“Reality is merely an illusion, albeit a very persistent one” – Albert Einstein . 

 

I’m sure there are many of us that remember the following mind-bending quote. 

“There are known knowns. These are things we know. There are known unknowns. That is to say, there are things we know we don’t know. But there are also unknown unknowns. These are things we don’t know we don’t know.” – Donald Rumsfeld, former US Secretary of Defence.

 

Thinking you know something without supporting evidence can really hurt a business.  

Consider the friction created by thinking you know your clients, when in reality you don’t. You may even make a significant change to your business model. You may even believe it would be a great idea to buy or merge with another business. Even worse you could sell your business to a new owner all without knowing how your clients will react. 

Change is virtually impossible to deliver unchallenged. Sydney J Harris, an American journalist and columnist, summed it up brilliantly when he wrote, ”Our dilemma is that we hate change and love it at the same time; what we really want is for things to remain the same but get better.” 

 

Stewardship Wealth actively participates in client surveys to ensure we really know our clients. We want to be sure about their values, attitudes and expectations. We want to know what they value about the things we do. Our Concilium meetings, where we gather a group of clients together to discuss issues, gives us the added advantage of hearing first hand from clients their opinions when we share our plans. We also get to talk about ideas we believe will improve our service, and receive immediate feedback, both positive and negative. 

Recent research by Schroder and Ad Lucem, a financial services thought leadership collective, highlighted the dangers of advisers mistakenly believing they really knew their clients. 

Here’s the background. Almost ten years ago the Centre for Economics and Business Research issued the results of a study suggesting that by 2025 over half of the wealth in the UK would be controlled by women. The transfer of wealth from ageing baby boomers was more likely to be from a deceased male to their female spouse or partner.  

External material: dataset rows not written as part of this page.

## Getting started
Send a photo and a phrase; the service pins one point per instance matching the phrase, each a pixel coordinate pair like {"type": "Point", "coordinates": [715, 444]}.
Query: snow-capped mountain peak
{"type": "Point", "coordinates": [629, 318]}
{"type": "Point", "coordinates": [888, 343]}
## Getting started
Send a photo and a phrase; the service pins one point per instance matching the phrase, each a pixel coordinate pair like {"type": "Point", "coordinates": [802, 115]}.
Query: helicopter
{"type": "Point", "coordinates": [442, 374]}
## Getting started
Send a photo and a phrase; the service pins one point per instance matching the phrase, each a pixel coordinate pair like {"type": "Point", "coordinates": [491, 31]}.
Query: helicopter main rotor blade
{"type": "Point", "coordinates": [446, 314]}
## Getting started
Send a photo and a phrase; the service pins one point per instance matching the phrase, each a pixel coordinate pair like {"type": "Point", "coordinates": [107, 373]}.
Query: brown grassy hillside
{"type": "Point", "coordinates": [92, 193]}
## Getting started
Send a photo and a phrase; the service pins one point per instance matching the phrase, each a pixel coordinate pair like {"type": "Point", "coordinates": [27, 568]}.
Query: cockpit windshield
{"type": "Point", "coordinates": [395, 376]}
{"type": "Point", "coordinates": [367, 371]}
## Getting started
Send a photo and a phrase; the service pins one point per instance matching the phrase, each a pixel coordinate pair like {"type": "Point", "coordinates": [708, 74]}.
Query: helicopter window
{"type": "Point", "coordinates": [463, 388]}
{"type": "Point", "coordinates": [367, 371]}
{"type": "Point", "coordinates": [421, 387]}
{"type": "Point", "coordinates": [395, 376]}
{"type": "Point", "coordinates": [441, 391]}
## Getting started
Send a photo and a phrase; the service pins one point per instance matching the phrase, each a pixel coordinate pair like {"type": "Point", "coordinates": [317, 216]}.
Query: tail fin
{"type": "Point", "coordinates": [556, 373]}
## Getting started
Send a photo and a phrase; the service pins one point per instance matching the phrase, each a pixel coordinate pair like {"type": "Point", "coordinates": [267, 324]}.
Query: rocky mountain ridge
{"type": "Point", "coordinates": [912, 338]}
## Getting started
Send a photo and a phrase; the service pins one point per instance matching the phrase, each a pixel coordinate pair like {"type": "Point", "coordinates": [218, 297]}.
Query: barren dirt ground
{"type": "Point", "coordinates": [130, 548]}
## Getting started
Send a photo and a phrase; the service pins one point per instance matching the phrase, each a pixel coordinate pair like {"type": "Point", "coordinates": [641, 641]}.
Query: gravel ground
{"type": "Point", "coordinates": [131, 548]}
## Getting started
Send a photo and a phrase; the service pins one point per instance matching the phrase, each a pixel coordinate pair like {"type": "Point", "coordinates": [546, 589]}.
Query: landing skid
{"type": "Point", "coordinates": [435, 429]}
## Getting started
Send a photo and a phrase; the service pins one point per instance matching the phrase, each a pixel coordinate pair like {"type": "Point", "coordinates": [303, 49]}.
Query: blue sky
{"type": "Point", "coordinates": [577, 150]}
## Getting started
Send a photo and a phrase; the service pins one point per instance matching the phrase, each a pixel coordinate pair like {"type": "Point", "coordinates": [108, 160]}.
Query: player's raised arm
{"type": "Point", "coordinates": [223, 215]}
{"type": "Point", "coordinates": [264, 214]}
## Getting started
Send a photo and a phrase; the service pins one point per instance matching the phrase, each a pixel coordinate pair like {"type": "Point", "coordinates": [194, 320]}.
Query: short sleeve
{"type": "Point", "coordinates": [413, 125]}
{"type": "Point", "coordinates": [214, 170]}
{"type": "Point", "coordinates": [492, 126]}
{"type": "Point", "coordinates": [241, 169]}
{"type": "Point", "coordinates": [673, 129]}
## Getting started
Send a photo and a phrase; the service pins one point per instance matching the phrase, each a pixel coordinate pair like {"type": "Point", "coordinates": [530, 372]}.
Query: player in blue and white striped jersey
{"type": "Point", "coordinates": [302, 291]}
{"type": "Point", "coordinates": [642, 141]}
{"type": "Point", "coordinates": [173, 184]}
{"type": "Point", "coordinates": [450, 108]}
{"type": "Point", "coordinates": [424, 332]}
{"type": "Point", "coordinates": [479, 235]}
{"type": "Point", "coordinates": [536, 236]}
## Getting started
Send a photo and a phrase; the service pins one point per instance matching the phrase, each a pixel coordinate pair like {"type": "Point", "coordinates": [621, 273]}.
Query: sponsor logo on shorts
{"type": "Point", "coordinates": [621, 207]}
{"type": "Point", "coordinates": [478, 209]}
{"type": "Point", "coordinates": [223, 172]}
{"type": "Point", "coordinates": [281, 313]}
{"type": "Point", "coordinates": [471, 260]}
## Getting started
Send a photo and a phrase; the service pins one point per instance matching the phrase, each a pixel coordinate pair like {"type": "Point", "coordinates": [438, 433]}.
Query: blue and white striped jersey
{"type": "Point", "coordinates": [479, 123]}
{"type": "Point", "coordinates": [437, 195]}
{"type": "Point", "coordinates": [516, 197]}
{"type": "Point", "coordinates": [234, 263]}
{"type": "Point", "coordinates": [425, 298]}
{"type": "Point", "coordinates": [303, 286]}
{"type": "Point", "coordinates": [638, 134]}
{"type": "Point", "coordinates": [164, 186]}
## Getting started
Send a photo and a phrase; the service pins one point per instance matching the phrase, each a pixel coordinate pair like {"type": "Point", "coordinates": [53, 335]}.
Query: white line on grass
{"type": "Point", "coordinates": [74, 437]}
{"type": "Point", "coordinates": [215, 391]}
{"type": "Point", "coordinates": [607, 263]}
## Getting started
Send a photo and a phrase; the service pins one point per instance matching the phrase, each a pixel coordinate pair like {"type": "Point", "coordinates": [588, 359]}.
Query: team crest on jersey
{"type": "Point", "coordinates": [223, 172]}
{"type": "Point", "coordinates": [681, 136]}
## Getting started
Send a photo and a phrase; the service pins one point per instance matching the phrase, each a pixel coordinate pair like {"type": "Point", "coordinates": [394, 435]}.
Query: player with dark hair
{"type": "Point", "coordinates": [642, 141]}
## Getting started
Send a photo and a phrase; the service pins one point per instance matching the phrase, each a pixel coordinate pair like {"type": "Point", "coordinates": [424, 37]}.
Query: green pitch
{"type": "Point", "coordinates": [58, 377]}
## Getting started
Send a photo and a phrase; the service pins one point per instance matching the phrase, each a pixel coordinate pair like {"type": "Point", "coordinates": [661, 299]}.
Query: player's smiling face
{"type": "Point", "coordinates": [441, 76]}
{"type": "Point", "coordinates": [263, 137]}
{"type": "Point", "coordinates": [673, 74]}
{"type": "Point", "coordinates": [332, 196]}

Truly understanding the health of your relationship with your clients, is vital. What Schroder and Ad Lucem’s research found was that there was a significant disconnect between what businesses believed about the strength of their client relationship, and their clients’ opinions. Here are some of the study’s findings. 

 

The big question was, “If your partner were to die, would you stay with your existing financial adviser?” When asked, only 34% said they would, yet their advisers assumed 62% would retain their relationship with the business.  

 

“The customer’s perception is your reality.”- Kate Zabriskie. 

 

Such a gap between the adviser’s perception and the facts is alarming. Trust and understanding financial and non-financial goals form the foundation of any working relationship. It is inconceivable clients would stay with a financial planning business they didn’t trust. 

Unsurprisingly women value things differently from men. Women want someone they can trust, delivers value for money, peace of mind, and progress towards their goals. They regard spending time discussing both financial and non-financial goals as important.  

Men tend to lean towards investment performance and are less likely to seek advice as they often appear more confident in their own ability.  

By comparison women prefer to take less risk and be more diversified, choosing not to make too many changes to their portfolios, but taking a longer view. They are also less likely to chase “hot stocks” which often results in highly concentrated, higher risk portfolios. Interestingly research also shows that women often enjoy better returns than men.  

Here are some other findings: 

  • 29% of advisers thought that women would find managing their finances on their own difficult. In reality, only 9% of women felt it would be challenging. 
  • 45% of advisers said their main contact was with the male client, 22% always made sure both partners were present. And 66% of advisers said it was difficult to engage with both partners. 

All of this is good news for financial planners who take time to meet with their clients regularly, who actively listen, understand and address their concerns as well as updating them on their progress. It makes sense for planners to encourage both partners to attend all meetings whenever possible, and communicate in a way that both clients can understand. 

 

“The more you engage with customers, the clearer things become and the easier it is to determine what you should be doing.” John Russell.  

 

We know this is only achieved through time, experience, patience and effort. Every time we meet with you, we aim to come away from the conversation better. Better informed, better equipped and more aware of your opinions, and expectations. We believe it’s good to talk, as the late Bob Hoskins used to say.